Infections can lead to even more serious complications such as tissue death and peritonitis. If your hemorrhoid is infected, you should visit your doctor right away.9
When Should I See A Doctor For Hemorrhoids?
As mentioned here, hemorrhoids are not very dangerous and can easily be treated. Internal hemorrhoids are usually painless and can go away on their own. Prolapsed and thrombosed hemorrhoids are those that can be especially painful and more vulnerable to complications. You should see a doctor when:
The pain affects your daily life.4 Hemorrhoid pain can mean that there is some issue that you may not be aware of. If it affects your daily life and bowel movements, you should consult a doctor to see what interventions they can apply.
There is excessive bleeding or prolapse.4 If you’re experiencing bleeding that doesn’t stop, then emergency treatment is needed. Rectal bleeding may not necessarily be hemorrhoids, but it is still a cause for concern.
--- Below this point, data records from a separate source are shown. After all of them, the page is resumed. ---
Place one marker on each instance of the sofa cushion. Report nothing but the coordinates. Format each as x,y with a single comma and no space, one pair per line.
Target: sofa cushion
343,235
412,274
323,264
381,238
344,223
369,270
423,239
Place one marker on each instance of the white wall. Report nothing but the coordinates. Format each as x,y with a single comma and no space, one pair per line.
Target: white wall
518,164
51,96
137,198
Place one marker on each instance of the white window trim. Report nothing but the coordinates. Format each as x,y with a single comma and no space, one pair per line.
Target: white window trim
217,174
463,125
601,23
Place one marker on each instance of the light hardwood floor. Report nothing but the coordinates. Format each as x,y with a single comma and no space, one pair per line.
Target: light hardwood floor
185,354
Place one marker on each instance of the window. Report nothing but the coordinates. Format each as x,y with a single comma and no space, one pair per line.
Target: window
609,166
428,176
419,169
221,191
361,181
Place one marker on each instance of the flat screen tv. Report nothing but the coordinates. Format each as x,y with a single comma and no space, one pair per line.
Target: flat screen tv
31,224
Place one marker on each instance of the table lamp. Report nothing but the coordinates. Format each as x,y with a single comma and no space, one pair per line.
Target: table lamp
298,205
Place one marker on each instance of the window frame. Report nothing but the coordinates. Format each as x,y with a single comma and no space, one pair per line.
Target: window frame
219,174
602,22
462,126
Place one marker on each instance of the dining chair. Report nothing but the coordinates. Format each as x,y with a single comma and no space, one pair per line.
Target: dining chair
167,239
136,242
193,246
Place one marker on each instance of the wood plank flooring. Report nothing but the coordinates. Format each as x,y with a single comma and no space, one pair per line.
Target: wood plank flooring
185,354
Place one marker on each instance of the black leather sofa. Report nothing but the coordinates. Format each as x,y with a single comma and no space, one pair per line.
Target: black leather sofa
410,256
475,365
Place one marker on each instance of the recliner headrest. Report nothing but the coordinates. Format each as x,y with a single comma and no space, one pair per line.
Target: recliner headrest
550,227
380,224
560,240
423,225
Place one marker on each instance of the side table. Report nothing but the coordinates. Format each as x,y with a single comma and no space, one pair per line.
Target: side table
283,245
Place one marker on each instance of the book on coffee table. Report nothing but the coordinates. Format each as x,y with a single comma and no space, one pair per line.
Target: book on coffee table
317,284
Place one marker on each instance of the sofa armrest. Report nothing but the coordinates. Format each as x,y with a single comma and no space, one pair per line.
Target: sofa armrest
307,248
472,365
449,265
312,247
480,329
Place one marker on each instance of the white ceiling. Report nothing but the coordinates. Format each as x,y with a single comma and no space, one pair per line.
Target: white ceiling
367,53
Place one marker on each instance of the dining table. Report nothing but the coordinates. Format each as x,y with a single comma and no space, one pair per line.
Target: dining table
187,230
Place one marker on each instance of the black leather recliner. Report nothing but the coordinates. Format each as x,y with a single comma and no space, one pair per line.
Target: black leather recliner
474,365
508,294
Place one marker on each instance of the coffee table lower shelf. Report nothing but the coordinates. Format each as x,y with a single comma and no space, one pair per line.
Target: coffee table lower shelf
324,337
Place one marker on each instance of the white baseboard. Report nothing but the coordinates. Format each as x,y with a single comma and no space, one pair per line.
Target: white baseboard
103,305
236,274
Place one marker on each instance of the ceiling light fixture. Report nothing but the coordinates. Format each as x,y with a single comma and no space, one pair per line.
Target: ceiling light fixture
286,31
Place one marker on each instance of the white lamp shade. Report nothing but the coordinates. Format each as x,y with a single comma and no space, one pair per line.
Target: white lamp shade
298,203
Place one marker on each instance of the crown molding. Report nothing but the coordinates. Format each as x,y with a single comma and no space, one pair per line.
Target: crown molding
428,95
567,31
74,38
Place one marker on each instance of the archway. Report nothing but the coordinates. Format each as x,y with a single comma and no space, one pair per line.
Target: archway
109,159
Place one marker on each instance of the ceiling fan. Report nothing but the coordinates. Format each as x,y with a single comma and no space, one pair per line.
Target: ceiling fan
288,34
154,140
If you notice a prolapsed hemorrhoid and you can’t push it back, then a doctor may help.
The hemorrhoids don’t go away.3 With consistent home treatment, hemorrhoids should go away within a week. If the condition persists, then it’s time to go to a doctor for consultation.
You develop a fever, lightheadedness, or dizziness.9 A fever is a symptom of infection. To avoid it worsening into a life-threatening ailment, go to a doctor as soon as possible. Feeling lightheaded, dizzy, or faint, may also be warning signs for more sinister diseases.
With hemorrhoids, time is of the essence. The prompt application of treatments, be it home treatments or over-the-counter medication, is the key to avoiding hemorrhoid complications.